Affirm: A Sexual Reformation

Several books have shaped my understanding of sex. The first was in the late 90s: The Vagina Monologues, by Eve Ensler. Vagina Monologues unapologetically told the stories of women and our often-unhealthy experiences with sex and our bodies. The book provided us with a place to enter conversations about our own stories.

In 2010, I saw the Tyler Perry movie For Colored Girls and read poems of Ntozake Shange. The movie and poems helped me gain a new perspective on my identity as a black woman and the roles I and women like me play due to the harm done to us. The movie and the poems are powerful, and I think every woman of color would be able to find themselves in one or more of the characters.

I was recently offered another life-shifting resource, a new book titled Shameless: A Sexual Reformation, by Nadia Bolz-Weber. Reading Shameless has catapulted me into new awareness and ways of talking about sex.

Shameless is a theological storytelling of how the church and our theologies have shaped grave misunderstandings about God’s word. The author touches on important issues that have caused many women to question, hide, and hate their own bodies and personhood. She walks us through how the things we hear, see, and feel influence our lives as sexual beings. When shameful words and beliefs dominate, they cause lifelong damage.

Nadia Bolz-Weber’s work will shock and produce some level of anxiety for any reader—and for some, probably more than they want to deal with. I say this to warn people with fragile sensibilities. If this is true of you, then you may not be able to read this book. You may also want to stop reading this blog post because the story I am going to tell could very well touch on your sensibilities.

Many years ago, my husband and I ran a weekly teen ministry at our home church in Elkhart, Indiana. Each week, some 40 teens would gather to discuss all manner of life and how God is in the details. Most of the children were not churchgoers, and many had negative feelings about the church, yet they came every week to talk. One week, our conversation had something to do with sex. A 16-year-old girl told us that her mother would say, “don’t let no boy trick you out your panties.” Any conversation about sex, teen pregnancy, dating, or relationships led to that standing line. This, she said, was her mother’s version of “the sex talk.” She hated it.

The young lady went on to tell us that she lost her virginity to a boy, and her mother found out.
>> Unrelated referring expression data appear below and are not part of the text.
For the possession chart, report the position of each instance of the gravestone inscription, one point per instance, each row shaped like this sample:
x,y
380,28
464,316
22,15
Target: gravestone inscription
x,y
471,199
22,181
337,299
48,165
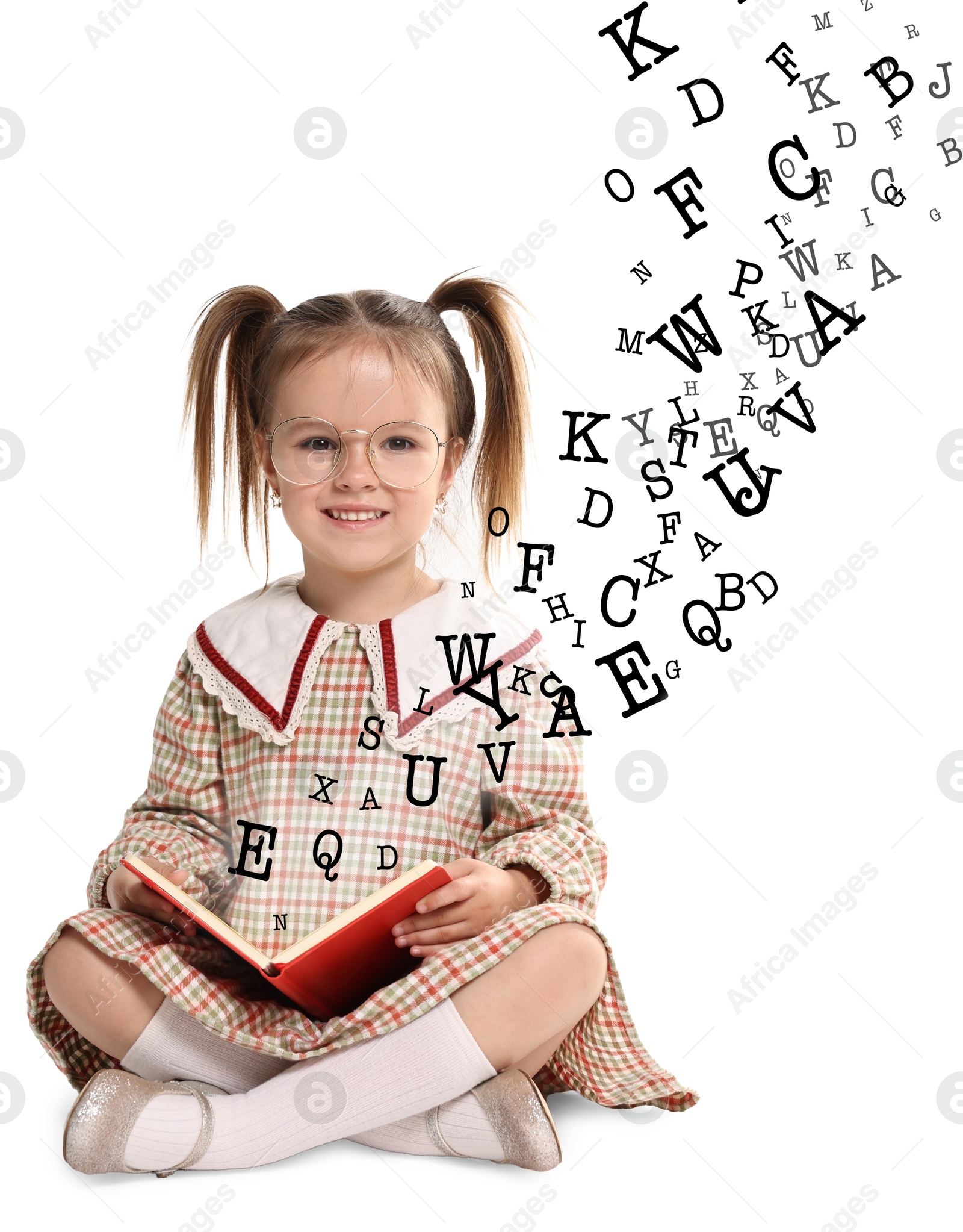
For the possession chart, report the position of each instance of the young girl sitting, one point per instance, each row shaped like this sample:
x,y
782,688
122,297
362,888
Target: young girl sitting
x,y
329,703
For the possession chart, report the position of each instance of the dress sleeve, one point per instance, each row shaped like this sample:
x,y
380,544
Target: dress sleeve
x,y
182,815
540,812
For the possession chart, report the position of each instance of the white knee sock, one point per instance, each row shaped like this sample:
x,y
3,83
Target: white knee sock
x,y
175,1045
463,1125
425,1063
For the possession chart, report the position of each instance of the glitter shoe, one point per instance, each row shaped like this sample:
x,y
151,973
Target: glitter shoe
x,y
106,1110
520,1118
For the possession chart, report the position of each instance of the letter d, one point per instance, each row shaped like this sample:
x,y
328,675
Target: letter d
x,y
719,105
840,143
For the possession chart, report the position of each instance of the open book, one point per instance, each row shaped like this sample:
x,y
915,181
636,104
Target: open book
x,y
338,966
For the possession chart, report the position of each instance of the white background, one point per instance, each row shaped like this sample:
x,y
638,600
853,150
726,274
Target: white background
x,y
779,791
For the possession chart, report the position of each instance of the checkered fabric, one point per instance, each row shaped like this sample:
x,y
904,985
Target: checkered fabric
x,y
207,773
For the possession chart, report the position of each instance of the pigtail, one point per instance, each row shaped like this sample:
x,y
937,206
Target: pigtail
x,y
241,319
492,314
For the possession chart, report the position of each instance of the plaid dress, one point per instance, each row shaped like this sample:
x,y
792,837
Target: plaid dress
x,y
300,725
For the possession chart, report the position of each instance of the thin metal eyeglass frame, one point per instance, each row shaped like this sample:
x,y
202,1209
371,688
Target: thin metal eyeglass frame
x,y
342,451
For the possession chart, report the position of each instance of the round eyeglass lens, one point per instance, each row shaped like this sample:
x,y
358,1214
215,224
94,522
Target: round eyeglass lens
x,y
305,450
404,455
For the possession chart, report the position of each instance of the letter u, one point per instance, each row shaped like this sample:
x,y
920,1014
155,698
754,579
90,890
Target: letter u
x,y
410,758
812,337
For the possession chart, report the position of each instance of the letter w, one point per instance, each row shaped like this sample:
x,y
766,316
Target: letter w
x,y
797,266
705,340
465,649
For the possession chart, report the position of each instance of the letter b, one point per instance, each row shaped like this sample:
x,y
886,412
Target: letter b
x,y
737,591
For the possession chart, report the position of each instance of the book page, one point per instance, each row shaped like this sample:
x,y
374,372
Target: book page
x,y
353,913
201,915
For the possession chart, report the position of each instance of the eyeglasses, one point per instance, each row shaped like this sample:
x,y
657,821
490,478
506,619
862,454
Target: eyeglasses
x,y
402,453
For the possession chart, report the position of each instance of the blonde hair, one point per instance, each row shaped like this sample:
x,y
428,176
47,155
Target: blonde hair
x,y
261,343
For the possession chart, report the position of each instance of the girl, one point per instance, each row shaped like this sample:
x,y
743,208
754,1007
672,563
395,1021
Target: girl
x,y
313,738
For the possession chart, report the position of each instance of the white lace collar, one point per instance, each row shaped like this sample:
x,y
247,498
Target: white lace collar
x,y
260,655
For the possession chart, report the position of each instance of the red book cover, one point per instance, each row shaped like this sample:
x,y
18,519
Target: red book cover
x,y
335,969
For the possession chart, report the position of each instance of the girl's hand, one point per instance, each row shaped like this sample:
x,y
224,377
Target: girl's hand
x,y
126,892
477,897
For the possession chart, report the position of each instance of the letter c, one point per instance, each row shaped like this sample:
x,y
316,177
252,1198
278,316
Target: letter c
x,y
778,178
634,584
882,170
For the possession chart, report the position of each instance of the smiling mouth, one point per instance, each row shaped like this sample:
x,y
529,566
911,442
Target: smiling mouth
x,y
356,515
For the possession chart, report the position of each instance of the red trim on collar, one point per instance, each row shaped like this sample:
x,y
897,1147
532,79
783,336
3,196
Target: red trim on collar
x,y
442,699
279,721
391,667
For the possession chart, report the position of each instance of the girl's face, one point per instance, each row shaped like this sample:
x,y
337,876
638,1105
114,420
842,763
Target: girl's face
x,y
359,388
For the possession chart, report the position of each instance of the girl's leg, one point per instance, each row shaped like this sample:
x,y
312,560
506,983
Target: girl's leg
x,y
122,1013
565,970
108,1002
515,1012
525,1007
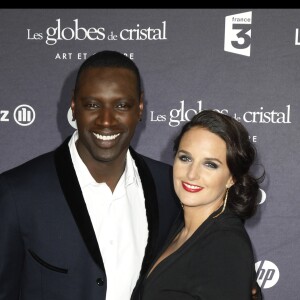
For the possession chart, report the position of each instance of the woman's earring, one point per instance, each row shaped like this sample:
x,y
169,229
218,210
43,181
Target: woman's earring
x,y
224,203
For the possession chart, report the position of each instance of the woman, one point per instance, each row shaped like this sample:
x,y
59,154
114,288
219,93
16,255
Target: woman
x,y
208,254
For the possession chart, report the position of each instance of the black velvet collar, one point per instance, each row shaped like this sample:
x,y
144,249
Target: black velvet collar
x,y
74,197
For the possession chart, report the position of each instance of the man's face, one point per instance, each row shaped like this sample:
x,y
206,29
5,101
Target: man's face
x,y
107,108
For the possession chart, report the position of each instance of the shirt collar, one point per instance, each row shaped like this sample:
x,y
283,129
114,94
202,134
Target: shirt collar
x,y
84,176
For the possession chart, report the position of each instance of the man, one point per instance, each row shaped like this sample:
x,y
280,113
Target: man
x,y
83,221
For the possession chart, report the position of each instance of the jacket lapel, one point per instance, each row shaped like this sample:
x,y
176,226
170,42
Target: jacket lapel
x,y
73,194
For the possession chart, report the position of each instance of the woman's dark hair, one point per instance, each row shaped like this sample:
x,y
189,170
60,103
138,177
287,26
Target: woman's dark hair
x,y
111,59
240,156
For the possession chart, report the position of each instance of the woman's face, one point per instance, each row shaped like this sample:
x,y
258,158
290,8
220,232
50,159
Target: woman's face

Her mother chastised: “Didn’t I tell you not to let no boy trick you out your panties!” She calmly responded, “He didn’t; I gave them to him.” Her mother’s inability to offer her daughter a healthy way of understanding her body and its value caused her daughter to reject her message and what was likely deep concern.

It’s not just what you say but how you say it. Parents would do well to learn how to have positive and honest conversations with our children about sex and sexuality. We need to leave behind talk laced with commands and distressing scenarios.

Shameless: A Sexual Reformation helps us to think through the religious and commercial origins of our fear of sexuality. Nadia brilliantly tells the biblical story without the harsh interpretations many of us grew up with, inviting us to hear it with new ears. This reading has awakened me to a new perspective and pushed me to read the familiar stories again.

I recommend Shameless: A Sexual Reformation for those who seek to find a new love for the church and those who hope or need to talk about sex with their children, youth group, women’s groups,  or church leaders.